New York City’s largest Pride flag covers Louis Kahn’s Four Freedoms State Park

It’s Pride Month and that means New York City’s largest Pride flag, located at Franklin D. Roosevelt Four Freedoms State Park on the southern tip of Roosevelt Island, is back and more colorful than ever. Painted on the Grand Stairs of the public park and spanning over 100 feet long by 30 feet wide, the 2022 Progress Pride Flag is a reprisal of the installation in 2019, but with new colors including black and brown (in expression of People of Color) and pink, blue, and white (to symbolize transgender).

“The 2022 Progress Pride Flag places greater emphasis on inclusion and progression with added colors representing marginalized LGBTQIA+ communities of color and transgender communities,” stated the Four Freedoms Park Conservancy (FFPC) in a press release.

“We are proud to send this bold message of inclusion and acceptance at FDR Four Freedoms State Park,” added commissioner Erik Kulleseid of New York State Office of Parks, Recreation & Historic Preservation, a state agency that partnered with FFPC to realize the installation. 

People in colorful outfits dancing on rainbow painted stairs
Latinx dance group Ballet Hispánico on the painted steps at Four Freedoms State Park. They will lead a class at the Free To Be You festival this upcoming Saturday, June 18. (Steven Pisano)

The 2022 Progress Pride Flag was also installed in part to commemorate the 10th anniversary of Four Freedoms Parks, which opened to the public in 2012 nearly 40 years after Louis Kahn competed its design. The 4-acre granite memorial honors the Four Freedoms proclaimed by President Franklin Roosevelt in 1941–Freedom of Speech and Expression, Freedom of Worship, Freedom from Want, and Freedom from Fear–in both its name and mission. For the FFPC, the Progress Pride Flag is emblematic of those rights in today’s context. 

“Four Freedoms Park Conservancy’s mission is singular and simple: we create public programs, commission public art and produce installations to ignite conservations about basic human rights,” said Howard Axel, CEO of the Four Freedoms Park Conservancy in a press release. “President Franklin Roosevelt in 1941, articulated these, in what now seems stunningly prescient: Freedom of Speech and Expression, Freedom of Worship, Freedom from Want and Freedom from Fear. This is what The Progress Pride Flag stands for – inclusion means inclusion in all the freedoms from economic security to freedom from fear and of course freedom of expression.”

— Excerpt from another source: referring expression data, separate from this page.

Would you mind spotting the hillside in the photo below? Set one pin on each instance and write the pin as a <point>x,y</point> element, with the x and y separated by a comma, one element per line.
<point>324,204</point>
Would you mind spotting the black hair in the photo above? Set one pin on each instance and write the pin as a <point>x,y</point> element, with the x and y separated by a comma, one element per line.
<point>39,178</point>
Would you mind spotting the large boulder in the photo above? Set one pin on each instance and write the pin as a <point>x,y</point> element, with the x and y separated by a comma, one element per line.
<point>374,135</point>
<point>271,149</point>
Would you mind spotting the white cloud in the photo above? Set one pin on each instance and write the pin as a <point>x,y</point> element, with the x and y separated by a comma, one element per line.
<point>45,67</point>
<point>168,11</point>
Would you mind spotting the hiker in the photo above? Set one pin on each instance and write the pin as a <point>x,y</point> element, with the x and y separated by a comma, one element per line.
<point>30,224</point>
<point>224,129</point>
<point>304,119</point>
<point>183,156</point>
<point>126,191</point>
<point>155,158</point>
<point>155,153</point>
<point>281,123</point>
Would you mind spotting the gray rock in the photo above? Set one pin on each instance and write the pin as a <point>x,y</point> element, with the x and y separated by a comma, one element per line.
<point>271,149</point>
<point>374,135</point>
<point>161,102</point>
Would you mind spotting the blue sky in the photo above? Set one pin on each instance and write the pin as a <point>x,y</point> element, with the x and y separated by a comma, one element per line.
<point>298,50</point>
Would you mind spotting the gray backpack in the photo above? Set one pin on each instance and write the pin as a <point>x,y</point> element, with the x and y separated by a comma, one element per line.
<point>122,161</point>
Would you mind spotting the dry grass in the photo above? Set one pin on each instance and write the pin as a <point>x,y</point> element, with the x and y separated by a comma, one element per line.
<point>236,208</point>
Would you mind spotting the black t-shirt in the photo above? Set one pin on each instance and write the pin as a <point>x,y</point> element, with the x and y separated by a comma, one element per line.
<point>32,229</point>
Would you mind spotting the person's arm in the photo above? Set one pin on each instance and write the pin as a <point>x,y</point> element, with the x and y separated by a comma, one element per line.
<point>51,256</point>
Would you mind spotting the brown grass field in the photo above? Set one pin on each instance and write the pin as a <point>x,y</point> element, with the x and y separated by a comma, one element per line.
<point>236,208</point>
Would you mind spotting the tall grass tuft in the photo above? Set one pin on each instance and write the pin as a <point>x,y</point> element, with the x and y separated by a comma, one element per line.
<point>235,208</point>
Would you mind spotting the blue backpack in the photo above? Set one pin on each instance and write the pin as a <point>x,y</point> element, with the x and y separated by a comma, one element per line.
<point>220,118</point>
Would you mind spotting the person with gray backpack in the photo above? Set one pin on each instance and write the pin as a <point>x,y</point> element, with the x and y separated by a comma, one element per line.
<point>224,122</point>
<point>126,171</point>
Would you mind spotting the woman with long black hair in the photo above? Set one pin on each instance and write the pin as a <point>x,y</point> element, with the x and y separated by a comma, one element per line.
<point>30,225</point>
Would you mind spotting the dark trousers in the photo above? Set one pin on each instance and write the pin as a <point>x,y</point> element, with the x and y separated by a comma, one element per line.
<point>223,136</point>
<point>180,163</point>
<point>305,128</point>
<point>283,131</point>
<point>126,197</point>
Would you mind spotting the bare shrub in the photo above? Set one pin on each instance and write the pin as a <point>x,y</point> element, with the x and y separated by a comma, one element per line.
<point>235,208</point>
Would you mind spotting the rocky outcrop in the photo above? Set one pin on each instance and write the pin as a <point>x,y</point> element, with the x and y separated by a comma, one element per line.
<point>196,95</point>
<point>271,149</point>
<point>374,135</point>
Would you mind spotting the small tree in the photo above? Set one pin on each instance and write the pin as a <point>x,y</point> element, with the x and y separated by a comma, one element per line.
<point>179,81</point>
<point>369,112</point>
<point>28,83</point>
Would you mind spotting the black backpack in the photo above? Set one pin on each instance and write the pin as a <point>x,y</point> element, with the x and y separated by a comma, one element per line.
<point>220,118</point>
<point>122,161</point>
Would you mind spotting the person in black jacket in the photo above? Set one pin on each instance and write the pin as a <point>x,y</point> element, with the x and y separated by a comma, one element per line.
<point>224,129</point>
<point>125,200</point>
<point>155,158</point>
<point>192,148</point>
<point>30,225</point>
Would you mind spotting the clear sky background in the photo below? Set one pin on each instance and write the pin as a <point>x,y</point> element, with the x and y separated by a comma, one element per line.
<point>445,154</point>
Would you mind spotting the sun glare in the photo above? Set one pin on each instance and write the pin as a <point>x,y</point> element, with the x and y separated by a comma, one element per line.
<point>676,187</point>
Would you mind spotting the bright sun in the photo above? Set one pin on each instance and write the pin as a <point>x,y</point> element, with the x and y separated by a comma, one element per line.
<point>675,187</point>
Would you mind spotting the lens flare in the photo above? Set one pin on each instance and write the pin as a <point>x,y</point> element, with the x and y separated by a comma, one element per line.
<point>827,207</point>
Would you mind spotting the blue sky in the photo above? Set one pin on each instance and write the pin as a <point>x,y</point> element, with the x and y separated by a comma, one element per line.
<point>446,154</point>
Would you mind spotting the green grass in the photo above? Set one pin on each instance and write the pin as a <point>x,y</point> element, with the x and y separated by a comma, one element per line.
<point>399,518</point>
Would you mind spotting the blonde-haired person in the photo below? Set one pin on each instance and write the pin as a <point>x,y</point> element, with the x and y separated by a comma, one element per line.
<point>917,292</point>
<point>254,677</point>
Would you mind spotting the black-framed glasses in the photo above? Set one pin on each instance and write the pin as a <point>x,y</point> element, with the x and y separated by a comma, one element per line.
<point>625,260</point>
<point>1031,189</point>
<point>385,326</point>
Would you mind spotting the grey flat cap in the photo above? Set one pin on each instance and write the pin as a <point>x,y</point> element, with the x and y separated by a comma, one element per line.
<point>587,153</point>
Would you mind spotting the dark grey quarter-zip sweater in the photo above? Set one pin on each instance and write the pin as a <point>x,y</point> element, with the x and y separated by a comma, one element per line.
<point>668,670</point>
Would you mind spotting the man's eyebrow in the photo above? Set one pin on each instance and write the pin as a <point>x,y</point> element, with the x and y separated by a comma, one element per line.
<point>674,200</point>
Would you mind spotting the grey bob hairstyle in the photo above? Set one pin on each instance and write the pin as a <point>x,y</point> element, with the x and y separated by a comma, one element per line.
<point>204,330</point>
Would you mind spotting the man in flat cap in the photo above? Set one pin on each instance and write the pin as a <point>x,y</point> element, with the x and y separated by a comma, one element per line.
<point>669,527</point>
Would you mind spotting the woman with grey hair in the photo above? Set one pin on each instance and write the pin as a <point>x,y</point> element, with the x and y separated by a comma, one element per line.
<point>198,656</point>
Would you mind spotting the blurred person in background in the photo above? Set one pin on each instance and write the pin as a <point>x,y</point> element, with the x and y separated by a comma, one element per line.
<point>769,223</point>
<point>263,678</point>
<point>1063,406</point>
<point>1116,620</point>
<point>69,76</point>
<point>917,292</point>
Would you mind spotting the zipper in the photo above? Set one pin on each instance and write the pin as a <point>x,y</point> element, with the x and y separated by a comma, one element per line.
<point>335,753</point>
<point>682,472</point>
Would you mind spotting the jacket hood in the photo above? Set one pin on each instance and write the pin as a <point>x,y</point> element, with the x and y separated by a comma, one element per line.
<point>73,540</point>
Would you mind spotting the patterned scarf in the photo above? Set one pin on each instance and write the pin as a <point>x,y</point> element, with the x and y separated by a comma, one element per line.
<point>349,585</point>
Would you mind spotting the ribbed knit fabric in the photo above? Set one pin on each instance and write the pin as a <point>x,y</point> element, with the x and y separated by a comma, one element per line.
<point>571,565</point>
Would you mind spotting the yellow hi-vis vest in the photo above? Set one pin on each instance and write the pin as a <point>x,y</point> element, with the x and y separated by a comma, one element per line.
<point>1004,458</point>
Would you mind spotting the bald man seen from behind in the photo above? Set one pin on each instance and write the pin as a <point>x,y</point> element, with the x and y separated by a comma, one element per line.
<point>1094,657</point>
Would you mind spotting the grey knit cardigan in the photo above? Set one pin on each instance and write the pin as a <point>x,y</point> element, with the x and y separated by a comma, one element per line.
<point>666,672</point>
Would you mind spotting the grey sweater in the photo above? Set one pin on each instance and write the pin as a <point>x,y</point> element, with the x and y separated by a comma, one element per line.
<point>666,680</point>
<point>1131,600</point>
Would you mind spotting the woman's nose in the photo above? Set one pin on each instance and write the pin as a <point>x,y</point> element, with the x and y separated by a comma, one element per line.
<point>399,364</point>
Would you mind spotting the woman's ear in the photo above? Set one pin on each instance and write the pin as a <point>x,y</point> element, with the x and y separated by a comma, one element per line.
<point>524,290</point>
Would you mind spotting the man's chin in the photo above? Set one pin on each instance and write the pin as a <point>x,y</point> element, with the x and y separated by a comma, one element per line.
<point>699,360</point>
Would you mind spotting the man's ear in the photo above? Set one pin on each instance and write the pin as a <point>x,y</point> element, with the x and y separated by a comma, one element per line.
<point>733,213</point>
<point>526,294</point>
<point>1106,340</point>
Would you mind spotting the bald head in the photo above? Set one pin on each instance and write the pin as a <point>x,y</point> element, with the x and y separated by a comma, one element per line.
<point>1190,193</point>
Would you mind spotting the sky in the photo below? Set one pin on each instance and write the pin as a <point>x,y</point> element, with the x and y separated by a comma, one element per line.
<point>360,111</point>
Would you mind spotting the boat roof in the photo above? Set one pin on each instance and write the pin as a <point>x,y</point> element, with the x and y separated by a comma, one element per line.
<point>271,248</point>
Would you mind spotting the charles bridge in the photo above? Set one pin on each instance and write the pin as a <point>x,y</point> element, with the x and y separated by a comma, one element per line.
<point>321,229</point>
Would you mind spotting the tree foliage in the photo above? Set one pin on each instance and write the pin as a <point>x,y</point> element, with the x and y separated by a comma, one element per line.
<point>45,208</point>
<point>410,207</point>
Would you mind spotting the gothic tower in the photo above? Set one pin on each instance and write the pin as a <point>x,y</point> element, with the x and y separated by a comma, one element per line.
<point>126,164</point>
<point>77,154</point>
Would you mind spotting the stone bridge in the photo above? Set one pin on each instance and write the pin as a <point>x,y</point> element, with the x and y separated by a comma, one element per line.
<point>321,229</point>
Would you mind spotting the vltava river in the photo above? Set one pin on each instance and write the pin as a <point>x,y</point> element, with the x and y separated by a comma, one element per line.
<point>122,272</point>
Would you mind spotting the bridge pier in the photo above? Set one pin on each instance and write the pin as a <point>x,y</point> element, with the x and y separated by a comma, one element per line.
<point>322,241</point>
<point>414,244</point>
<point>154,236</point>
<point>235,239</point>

To kick off Pride Month and celebrate the launch of the installation, the FFPC invited nationally recognized Latinx dance company Ballet Hispánico to perform at the site–a fitting choice, as the dance group has been a leading voice in the intersection between arts and advocacy. 

“Ballet Hispánico is thrilled to have been selected to help launch the 2022 Progress Pride Flag, an installation which aligns with our mission of representation, inclusion, and accessibility through culture and dance,” said Ballet Hispánico Artistic Director and CEO Eduardo Vilaro.

Ballet Hispánico will return to Four Freedoms State Park this upcoming Saturday on June 18th for the park’s Free to Be You Festival, which is free to the public. Other available programs include Drag Story Hour and face painting and, of course, a photo op with New York City’s largest pride flag.